This summer, I will be officiating at two weddings. I won’t be able to do either ceremony like this (though I did once, at the request of the bride. Really.)

Whenever I do a wedding, I sit down with a couple 3 or 4 times — in preparation not just for the wedding day, but even more, the wedded life. Over the years, I have probably married 20 or 30 couples — which has given me 20 or 30 opportunities to help couples walk through the joys and struggles, the challenges and the opportunities of marriage.

But here’s the thing. I’m rarely happy with what we talk about. I am constantly tweaking what I do in those sessions, forever in search of a better way to prepare a couple to share a lifetime of love together. So, after a recent conversation with one of the engaged couples, I went home and immediately sat down and typed out what I want to do the next time I marry someone. This is now the format I want to use; this is the outline that will cover every important detail; these are the subjects that will give them every thing they need to know before saying “I do.”
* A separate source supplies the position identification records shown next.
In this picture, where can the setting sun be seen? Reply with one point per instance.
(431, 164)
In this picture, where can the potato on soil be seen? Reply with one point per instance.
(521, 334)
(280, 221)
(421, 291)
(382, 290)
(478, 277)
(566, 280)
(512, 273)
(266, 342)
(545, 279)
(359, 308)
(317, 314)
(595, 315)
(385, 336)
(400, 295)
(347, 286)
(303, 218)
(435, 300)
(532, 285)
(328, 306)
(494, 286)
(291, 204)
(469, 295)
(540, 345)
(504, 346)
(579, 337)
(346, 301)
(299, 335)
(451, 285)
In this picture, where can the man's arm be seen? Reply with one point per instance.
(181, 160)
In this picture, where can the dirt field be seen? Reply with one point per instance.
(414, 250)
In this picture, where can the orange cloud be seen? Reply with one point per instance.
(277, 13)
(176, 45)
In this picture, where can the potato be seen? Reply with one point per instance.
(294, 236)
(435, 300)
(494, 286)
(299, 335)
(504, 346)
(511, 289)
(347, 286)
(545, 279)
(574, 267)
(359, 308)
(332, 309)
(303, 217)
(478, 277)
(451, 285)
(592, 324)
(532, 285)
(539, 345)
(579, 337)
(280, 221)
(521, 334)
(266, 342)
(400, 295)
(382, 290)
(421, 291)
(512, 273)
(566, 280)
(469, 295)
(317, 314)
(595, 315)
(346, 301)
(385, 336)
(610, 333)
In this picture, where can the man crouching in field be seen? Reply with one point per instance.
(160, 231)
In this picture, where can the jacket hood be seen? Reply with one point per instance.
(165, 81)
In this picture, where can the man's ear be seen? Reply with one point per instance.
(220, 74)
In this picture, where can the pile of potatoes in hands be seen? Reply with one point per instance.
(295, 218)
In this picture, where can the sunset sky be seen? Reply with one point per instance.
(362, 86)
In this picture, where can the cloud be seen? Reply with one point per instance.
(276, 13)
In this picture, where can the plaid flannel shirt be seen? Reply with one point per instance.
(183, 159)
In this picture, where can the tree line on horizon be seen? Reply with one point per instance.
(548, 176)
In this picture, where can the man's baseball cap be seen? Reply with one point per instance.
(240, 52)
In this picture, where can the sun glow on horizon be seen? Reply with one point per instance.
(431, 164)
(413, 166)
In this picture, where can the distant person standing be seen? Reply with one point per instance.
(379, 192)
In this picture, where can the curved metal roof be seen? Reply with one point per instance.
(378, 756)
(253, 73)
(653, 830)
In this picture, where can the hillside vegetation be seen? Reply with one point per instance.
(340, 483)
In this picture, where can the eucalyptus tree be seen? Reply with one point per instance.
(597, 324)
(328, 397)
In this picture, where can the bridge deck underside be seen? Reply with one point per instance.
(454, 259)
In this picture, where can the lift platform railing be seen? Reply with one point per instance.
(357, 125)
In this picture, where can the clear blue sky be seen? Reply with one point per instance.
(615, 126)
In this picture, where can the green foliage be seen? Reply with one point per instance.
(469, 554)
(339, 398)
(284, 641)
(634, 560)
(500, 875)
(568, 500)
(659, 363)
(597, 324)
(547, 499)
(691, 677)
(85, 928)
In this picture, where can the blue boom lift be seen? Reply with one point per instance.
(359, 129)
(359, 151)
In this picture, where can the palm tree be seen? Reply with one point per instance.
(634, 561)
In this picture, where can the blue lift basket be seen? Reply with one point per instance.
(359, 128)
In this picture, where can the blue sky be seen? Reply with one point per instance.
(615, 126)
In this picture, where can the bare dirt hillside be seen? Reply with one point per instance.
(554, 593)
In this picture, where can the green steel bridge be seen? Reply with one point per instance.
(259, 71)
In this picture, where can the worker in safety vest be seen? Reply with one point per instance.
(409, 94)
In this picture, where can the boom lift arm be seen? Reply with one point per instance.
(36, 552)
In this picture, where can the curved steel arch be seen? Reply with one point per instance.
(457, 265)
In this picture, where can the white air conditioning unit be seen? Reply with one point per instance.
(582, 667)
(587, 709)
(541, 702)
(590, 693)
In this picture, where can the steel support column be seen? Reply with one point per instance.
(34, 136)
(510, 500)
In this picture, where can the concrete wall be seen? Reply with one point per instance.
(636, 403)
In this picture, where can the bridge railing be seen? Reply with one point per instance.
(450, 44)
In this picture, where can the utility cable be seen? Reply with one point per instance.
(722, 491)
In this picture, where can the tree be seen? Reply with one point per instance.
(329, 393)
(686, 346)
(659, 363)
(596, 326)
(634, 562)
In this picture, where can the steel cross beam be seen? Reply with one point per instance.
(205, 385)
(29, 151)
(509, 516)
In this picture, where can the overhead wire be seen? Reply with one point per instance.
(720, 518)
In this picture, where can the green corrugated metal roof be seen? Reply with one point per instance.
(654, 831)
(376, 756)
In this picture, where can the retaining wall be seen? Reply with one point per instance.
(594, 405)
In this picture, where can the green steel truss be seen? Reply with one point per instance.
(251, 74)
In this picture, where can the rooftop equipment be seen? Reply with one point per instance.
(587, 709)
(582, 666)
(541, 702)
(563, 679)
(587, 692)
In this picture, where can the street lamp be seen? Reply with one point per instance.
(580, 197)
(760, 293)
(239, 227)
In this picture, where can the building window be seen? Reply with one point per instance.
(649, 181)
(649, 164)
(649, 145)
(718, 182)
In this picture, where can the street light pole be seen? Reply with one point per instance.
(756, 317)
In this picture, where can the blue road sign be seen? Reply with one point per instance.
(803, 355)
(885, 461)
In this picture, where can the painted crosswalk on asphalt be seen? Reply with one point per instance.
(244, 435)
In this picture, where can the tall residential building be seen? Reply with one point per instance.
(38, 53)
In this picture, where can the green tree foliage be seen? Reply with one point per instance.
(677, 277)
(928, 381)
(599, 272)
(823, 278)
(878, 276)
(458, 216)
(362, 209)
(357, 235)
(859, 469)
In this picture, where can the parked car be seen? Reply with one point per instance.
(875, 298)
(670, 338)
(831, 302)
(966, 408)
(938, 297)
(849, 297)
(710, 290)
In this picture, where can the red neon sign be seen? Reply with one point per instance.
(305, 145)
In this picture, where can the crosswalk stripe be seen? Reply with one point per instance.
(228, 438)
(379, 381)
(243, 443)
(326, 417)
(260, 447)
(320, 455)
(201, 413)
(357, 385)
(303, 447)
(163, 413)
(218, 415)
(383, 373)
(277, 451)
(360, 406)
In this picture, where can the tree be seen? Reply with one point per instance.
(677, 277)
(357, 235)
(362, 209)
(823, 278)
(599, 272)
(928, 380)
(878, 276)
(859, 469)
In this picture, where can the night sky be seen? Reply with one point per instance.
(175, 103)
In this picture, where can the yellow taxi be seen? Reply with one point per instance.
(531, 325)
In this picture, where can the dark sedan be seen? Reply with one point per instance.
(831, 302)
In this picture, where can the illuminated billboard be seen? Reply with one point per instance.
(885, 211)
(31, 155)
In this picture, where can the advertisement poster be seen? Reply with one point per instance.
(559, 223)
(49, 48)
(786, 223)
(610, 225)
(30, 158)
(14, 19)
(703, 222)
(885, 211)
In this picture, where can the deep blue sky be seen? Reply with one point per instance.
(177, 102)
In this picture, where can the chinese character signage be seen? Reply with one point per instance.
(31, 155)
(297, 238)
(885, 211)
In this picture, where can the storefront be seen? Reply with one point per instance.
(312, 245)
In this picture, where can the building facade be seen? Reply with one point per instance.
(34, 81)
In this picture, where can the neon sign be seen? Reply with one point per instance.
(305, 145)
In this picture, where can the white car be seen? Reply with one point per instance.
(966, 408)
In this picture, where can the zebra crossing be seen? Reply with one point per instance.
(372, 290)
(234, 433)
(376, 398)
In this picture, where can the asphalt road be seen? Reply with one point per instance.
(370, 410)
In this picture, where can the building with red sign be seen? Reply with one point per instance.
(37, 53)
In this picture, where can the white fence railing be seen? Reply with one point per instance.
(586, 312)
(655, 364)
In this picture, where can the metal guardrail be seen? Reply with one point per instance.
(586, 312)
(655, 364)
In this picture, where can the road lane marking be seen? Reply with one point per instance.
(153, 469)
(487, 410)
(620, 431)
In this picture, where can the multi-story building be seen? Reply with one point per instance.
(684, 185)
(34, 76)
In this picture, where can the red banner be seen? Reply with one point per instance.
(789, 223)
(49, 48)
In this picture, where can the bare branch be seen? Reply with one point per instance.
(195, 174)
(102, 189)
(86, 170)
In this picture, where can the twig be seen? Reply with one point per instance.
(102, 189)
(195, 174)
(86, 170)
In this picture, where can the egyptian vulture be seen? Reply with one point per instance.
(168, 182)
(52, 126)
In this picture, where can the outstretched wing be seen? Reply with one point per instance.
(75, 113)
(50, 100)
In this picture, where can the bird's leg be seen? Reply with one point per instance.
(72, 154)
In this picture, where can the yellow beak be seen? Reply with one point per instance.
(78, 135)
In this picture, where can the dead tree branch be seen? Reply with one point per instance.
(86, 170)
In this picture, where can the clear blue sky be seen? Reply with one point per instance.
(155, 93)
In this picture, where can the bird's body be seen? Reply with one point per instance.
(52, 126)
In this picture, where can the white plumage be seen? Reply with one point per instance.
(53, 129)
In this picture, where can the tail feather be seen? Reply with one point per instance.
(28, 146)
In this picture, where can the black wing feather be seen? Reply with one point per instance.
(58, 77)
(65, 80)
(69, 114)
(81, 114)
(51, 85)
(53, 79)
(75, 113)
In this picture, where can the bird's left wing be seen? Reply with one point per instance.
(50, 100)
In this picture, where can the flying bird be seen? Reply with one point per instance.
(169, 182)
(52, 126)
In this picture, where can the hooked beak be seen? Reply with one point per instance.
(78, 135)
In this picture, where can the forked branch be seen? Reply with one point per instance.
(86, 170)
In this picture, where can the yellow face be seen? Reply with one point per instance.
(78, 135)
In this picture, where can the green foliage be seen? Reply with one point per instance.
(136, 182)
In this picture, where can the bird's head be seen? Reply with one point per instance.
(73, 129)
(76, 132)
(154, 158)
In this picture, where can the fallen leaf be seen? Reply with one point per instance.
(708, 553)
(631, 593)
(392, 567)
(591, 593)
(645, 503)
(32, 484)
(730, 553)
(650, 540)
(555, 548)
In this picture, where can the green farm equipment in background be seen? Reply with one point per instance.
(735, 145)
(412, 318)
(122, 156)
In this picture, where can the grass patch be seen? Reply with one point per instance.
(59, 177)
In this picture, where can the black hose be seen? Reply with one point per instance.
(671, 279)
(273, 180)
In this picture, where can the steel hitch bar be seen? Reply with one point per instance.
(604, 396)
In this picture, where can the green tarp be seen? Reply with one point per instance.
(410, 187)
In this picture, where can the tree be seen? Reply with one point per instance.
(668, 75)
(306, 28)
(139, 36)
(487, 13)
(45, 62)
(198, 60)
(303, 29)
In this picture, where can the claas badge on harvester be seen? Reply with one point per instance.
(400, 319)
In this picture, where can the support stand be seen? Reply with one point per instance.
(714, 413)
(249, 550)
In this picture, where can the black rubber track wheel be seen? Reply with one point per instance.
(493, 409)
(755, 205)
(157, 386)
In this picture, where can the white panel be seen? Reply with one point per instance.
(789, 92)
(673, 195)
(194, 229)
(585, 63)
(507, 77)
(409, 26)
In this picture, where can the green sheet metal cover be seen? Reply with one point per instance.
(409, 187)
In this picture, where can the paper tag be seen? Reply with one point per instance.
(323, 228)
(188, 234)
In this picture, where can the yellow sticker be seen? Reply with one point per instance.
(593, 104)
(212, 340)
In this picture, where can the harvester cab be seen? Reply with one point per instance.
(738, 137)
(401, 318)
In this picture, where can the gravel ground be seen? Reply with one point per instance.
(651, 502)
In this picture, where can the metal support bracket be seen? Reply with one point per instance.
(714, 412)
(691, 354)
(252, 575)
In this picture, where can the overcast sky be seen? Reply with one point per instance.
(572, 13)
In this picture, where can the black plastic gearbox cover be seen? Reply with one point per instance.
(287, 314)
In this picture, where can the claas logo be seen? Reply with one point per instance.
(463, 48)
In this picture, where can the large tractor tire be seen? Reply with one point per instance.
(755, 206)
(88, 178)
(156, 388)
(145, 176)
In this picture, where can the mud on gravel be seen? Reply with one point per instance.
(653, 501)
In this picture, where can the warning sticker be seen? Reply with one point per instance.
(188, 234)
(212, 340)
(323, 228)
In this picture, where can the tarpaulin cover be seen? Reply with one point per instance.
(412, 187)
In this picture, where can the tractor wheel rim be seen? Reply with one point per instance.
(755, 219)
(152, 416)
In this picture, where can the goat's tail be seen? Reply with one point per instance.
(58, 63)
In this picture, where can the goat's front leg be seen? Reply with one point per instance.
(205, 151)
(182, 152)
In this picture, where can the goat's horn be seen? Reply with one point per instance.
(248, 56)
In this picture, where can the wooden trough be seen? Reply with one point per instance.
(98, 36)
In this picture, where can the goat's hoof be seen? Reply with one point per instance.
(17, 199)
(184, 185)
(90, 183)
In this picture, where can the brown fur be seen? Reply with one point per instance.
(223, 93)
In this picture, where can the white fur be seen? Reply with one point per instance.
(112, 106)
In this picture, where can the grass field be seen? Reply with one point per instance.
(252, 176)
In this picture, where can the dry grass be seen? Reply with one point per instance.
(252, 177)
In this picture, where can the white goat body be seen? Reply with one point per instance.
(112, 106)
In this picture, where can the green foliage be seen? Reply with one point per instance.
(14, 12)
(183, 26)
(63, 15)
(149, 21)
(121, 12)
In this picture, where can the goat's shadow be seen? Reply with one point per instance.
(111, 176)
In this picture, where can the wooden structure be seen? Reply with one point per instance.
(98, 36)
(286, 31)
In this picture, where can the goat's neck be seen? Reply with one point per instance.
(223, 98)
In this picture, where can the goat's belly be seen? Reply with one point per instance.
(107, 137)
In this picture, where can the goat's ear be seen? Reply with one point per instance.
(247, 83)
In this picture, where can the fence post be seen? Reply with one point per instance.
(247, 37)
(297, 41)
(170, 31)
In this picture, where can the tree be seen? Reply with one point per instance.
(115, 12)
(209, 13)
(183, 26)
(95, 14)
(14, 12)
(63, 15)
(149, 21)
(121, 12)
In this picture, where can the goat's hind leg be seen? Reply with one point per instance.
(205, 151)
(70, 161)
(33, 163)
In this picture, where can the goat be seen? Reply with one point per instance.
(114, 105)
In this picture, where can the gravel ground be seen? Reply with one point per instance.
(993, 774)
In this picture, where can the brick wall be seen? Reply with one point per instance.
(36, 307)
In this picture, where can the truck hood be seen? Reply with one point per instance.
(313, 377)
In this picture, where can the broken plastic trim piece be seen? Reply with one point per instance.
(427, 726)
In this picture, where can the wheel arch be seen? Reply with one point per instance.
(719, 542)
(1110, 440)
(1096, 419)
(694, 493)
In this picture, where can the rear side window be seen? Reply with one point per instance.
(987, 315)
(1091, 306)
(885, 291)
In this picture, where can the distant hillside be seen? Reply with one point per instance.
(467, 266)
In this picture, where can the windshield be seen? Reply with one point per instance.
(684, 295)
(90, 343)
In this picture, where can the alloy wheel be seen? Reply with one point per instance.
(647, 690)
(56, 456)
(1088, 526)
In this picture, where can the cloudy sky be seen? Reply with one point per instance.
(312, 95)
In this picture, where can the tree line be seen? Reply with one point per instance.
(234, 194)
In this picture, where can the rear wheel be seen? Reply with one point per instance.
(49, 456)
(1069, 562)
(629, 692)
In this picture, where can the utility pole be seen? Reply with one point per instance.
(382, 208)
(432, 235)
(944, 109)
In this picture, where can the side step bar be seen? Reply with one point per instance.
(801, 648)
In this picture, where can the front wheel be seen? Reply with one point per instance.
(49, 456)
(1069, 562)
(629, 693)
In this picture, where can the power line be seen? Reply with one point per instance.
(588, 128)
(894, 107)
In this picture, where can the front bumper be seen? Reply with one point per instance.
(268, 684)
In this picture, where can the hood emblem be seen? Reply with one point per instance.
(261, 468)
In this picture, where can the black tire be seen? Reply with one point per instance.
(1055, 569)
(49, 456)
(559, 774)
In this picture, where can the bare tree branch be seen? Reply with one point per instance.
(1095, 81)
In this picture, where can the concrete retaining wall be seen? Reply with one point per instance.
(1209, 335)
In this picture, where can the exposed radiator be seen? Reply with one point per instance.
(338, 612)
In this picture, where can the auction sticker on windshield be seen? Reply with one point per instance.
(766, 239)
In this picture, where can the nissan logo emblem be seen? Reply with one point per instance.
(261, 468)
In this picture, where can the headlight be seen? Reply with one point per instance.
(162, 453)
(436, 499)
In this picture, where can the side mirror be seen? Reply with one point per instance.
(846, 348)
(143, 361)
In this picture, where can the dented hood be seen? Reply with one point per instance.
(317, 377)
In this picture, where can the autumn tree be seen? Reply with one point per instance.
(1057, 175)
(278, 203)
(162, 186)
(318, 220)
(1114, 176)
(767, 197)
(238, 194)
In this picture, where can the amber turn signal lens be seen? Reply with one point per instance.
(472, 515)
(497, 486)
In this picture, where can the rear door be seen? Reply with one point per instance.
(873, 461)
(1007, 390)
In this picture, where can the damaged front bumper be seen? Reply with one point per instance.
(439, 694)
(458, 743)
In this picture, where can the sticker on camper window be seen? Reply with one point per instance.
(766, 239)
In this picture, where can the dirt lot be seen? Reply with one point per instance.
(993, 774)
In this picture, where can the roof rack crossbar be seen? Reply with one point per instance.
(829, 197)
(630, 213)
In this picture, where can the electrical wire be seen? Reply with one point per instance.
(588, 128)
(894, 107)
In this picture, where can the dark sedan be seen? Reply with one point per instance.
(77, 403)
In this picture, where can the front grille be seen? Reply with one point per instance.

Except, after I’ve written it down, I come to realize: this isn’t the perfect outline. I mean, why should it be? After all, it wasn’t “the perfect outline” the eight other times I revised it.

And why should I be surprised? For there is no perfect outline to prepare for marriage, just as there is no perfect marriage. There is no way to address every question, just as there is no way to anticipate every question that will arise over 40 or 50 or 60 years of marriage. Instead, I am learning that the most important thing I can do for couples about to step into the great unknown is help them to see that they are, in fact, stepping into The Great Unknown.  The one thing we can say about what marriage brings is that we don’t know what marriage will bring.

Well, there is one thing. The author and psychologist Brene Brown says that her pastor  believes there IS one thing he can tell couples that he counsels: This much I know: in marriage, you will hurt each other.

Sounds like a positive guy. I’m sure he’s swamped with marriage requests.

But I think he’s on to something. And that something is the reality that the risk of relationship (be it marriage, family, close friendship, or even a church small group) is that we tend to hurt each other. And the closer the relationship, the easier it is to hurt each other.

Now, please note: I am NOT talking about physical or verbal abuse; I am not describing harm that must be held to account. I am speaking of the reality of the everyday hurt that is involved when we “do life” with someone.

Even so — even with the reality that marriage involves hurt feelings, hard conversations, and stretches of yawning apathy — why marry at all? For that matter: why get into close relationship with anyone? If hurt will result, why take the risk?

Well, in short, because that’s how we grow. We don’t grow in isolation. We don’t flourish by avoiding risk. In fact, not only do we mature despite the pain and problems that relationships bring, it’s in fact in the midst of the struggles that we grow.

And so, what I want to say to anyone who is dealing with the frustrations of relations (be it marriage or parenting, co-workers or close friends): Relationships are hard; it’s foolish to think otherwise. But through the challenges, we have the opportunity to grow. Through the hard work of learning to love imperfect people, we become more like our perfect Savior. Through the challenge of loving people through the difficult times — and being loved through our difficult times — we become more like Jesus.

Marriage isn’t the only way for this to happen, of course, but it is one way — one that, if married couples will let it, will shape them and mold them in ways that are both painful and powerful. So, even though I don’t have a magic formula, at the end of my conversations with couples getting married, I share these 10 principles — ten guidelines I believe that, if they spend a lifetime practicing, will help them grow (through the good times, and the bad):

  1. Commit to a life time of growing together.
  2. Be ready for it to be hard.
  3. Love like Jesus, trust in Jesus, depend on him to guide you.
  4. Work for unity.
  5. Find an older, mentor couple. (Or, for older couples: Be that mentor couple.)
  6. Laugh together.
  7. Pray together.
  8. Learn to listen well.
  9. Guard your marriage by guarding your heart.
  10. Love each other through life’s changes and challenges.